Deals · AI infrastructure
ZML raises €17.5M to run LLMs on any chip — and break Nvidia's inference grip
A Paris-based AI infrastructure company building LLMD, an open-source inference server that runs large language models efficiently across any major chip vendor — Nvidia, AMD, Google TPU, Apple Metal, and Intel Arc — through a single interface.
ZML, a Paris-based AI infrastructure company, has raised €17.5 million (approximately $20 million) in a round backed by 20VC, Kima Ventures, Kindred Ventures, Puzzle Ventures, and AAL Management. No lead investor is named in the disclosed terms. ZML's founder is Steeve Morin.
What LLMD does
ZML's core product is LLMD, an open-source inference server for large language models. Its design claim is specific: LLMD can run the same LLM workload across Nvidia CUDA, AMD ROCm, Google TPU, Apple Metal, and Intel Arc hardware without requiring the enterprise to rewrite the inference stack for each target platform.
That is a more pointed claim than it might appear. Most production LLM deployments run on Nvidia infrastructure not because enterprises evaluated alternatives and chose Nvidia, but because the surrounding toolchain — cuDNN, TensorRT, NCCL, and the frameworks that depend on them — is built CUDA-native. Multi-chip inference has been technically feasible for years; the barrier is the switching cost that CUDA compatibility creates at every layer of the stack.
LLMD's pitch is an abstraction layer that sits above the hardware-specific runtime, presenting a single interface while routing to whatever accelerator is available or cheapest.
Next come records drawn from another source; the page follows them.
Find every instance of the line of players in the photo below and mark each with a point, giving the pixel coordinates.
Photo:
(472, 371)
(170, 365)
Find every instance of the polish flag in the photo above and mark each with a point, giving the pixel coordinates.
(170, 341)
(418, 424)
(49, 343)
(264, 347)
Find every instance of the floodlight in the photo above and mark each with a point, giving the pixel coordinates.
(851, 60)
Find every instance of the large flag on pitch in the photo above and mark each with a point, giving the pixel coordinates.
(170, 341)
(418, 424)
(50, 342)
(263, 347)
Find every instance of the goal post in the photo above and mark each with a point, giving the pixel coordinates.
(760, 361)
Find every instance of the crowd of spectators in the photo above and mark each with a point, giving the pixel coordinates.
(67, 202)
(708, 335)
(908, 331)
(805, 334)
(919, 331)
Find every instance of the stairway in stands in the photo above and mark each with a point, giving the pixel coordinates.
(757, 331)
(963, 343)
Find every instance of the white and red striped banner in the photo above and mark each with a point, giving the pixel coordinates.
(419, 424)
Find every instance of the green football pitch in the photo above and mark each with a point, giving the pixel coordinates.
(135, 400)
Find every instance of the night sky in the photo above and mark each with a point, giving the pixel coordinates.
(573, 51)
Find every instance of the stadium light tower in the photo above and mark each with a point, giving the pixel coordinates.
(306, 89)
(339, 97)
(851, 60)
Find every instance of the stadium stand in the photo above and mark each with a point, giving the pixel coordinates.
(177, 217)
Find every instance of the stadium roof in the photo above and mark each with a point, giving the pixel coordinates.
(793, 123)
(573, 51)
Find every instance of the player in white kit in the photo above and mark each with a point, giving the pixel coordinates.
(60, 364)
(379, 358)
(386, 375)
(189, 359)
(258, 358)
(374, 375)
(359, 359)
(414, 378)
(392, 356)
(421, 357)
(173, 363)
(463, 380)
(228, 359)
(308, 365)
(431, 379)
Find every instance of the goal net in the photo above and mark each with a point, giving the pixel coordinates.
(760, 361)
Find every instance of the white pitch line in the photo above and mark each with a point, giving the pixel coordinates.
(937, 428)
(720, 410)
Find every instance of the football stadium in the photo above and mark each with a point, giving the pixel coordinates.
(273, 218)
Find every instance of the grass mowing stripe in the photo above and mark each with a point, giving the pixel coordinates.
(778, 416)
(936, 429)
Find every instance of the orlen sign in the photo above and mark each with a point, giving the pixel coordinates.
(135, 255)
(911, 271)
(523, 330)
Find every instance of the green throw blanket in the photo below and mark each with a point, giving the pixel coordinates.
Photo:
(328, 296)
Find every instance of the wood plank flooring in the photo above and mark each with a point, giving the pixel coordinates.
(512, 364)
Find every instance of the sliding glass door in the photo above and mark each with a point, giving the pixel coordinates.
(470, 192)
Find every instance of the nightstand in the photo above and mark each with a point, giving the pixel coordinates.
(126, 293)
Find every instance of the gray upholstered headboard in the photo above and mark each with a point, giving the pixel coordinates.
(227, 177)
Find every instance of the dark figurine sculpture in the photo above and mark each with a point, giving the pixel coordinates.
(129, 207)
For an enterprise running a mix of on-premise Nvidia, cloud AMD, and edge Apple Silicon, the value proposition is a unified deployment model rather than three separate inference configurations.
The lock-in market
Enterprise AI infrastructure is currently a two-step procurement decision: first buy the model, then buy the chips and runtime it runs on. Nvidia's CUDA lock-in effectively merges those steps — choosing a model that performs well in benchmarks usually means choosing Nvidia hardware to run it. That merger is commercially valuable to Nvidia and inconvenient for enterprises that want chip procurement to respond to price and availability signals rather than compatibility constraints.
ZML is not the only attempt to break that lock: vLLM, llama.cpp, and Ollama are all widely adopted open-source inference frameworks with multi-hardware support. What distinguishes LLMD, per the thesis, is architecture designed from the start for production-grade multi-chip scheduling rather than retrofitted from single-GPU origins. Whether that architectural distinction is real and durable is the product question the round does not answer.
The 18-month question
The €17.5 million funds LLMD's development and distribution. The open-source model means the commercial test is distribution, not licensing: how many enterprises adopt LLMD as their default inference layer, and whether any convert that adoption into a paid support or hosted layer.
The risk runs in both directions. Nvidia continues to deepen its software moat — recent CUDA updates have made migration harder, not easier. And the open-source inference landscape is crowded enough that a technically sound product still needs developer community and enterprise adoption rates to become the default. ZML has a credible investor set with cross-Atlantic reach. The test is whether that translates into production deployments at named enterprise customers within the next 18 months.